Saturday, 12 March 2016

Women in Cartoons


Pic challenges expectations showing 3 business women in hijabs
Three Businesswomen in the city © guingm5

Cartoons have impact. You can see an article and not really read it. You give up before the end and miss the punchline. If you see a cartoon, you see it all at once. Cartoons can puncture preconceptions and make you laugh.

Goldfish attention span
The average human attention span is said to be worse than that of a goldfish. Thanks to our smartphones our focus is now down to 8 seconds. Goldfish can focus for a full 9 seconds. 

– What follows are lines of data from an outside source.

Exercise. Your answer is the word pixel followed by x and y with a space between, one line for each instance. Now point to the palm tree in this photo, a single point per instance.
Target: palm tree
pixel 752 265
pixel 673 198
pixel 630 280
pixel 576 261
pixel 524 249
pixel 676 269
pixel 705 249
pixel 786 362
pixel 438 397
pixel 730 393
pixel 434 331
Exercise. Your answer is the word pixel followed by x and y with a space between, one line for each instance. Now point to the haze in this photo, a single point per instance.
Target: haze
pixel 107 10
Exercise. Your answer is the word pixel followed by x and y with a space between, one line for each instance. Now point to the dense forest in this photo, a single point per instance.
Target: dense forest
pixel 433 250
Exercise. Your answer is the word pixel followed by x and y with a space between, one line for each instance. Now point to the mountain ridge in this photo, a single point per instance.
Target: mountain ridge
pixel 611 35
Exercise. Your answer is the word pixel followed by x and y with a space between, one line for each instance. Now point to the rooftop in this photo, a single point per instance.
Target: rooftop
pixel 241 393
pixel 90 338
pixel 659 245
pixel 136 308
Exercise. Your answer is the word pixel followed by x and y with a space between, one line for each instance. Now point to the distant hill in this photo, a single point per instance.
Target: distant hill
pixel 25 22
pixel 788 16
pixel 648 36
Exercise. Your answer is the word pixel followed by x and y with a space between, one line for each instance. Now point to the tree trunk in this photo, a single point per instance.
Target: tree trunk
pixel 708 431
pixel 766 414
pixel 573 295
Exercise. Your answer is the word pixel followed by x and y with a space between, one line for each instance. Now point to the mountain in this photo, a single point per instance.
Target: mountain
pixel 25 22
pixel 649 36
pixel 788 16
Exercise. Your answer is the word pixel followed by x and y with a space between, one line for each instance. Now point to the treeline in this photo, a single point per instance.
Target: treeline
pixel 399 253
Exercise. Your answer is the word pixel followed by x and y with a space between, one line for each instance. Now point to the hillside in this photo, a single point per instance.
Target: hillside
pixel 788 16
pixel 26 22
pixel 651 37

Cartoon of goldfish with big eyes in bowl
A goldfish concentrating... ©Brian Goff

Cartoons have the ability to make a point in seconds. An ideal medium in the digital age.


Women in STEM
UCL invited 3 women cartoonists to speak about their work as part of International Women's Day. The idea evolved as part of the Athena Swan project to encourage more women into higher levels of science and academia. At lower levels, there is a 50/50 gender balance. Only 18% of women have reached professor level in biology. This is traditionally the science with the most women. Athena Swan looks at the whole culture to make positive changes for the future. 

Inspired by Charlie Hebdo
The cartoon project was the brainchild of John Martin, Professor of Cardiovascular biology at UCL. He was inspired by France's Charlie Hebdo cartoons. Eight cartoonists observed their work and drew over 80 cartoons. The aim is to display the results as a future exhibition. On the day, the work of three women present was on display:


Inviting outsiders in to observe and comment can prove dangerous. You can inadvertently find yourself in a cartoon, as Professor Martin discovered. A number of the cartoons commented on NHS bureaucracy and the digital dependence of modern medicine.  

Women cartoonists
All three women explained their early careers. They were not necessarily good at art from an early age at school. Few cartoonists are women. Fifty-seven men and just three women worked on the Charlie Hebdo book. Women are often afraid to be funny in public. Few women are comedians. Yet many women can be very funny away from the stage.

Clarity and observation
What makes a good cartoon? The clarity of an idea. A simple outline with a minimal number of words for impact. All three cartoonists highlighted the importance of observation skills. 

No-go areas?
Given the Charlie Hebdo background, they were asked about no-go areas. Judith Walker commented that she had reflected on the issue after the Paris attacks. Some people decide to be offended. Keeping to your own sense of principles is important. Violence against women was the no-go area mentioned.

Preconceptions
Cartoonists are private people. They rarely have a public face beyond their cartoons. We know little about them. It is easy to make false assumptions. Many assume that K J Lamb is a man. 

Women in Burqas
Both Judith Walker and Kathryn Lamb have drawn women in burqa cartoons. Kathryn lived and grew up in Dubai until the age of 20. Judith has experience of working with refugees as an art therapist. She commented that the women that she has met have been very strong, bright and witty women. Under those burquas there is great humanity. There is a lot of giggling and a sense of fun.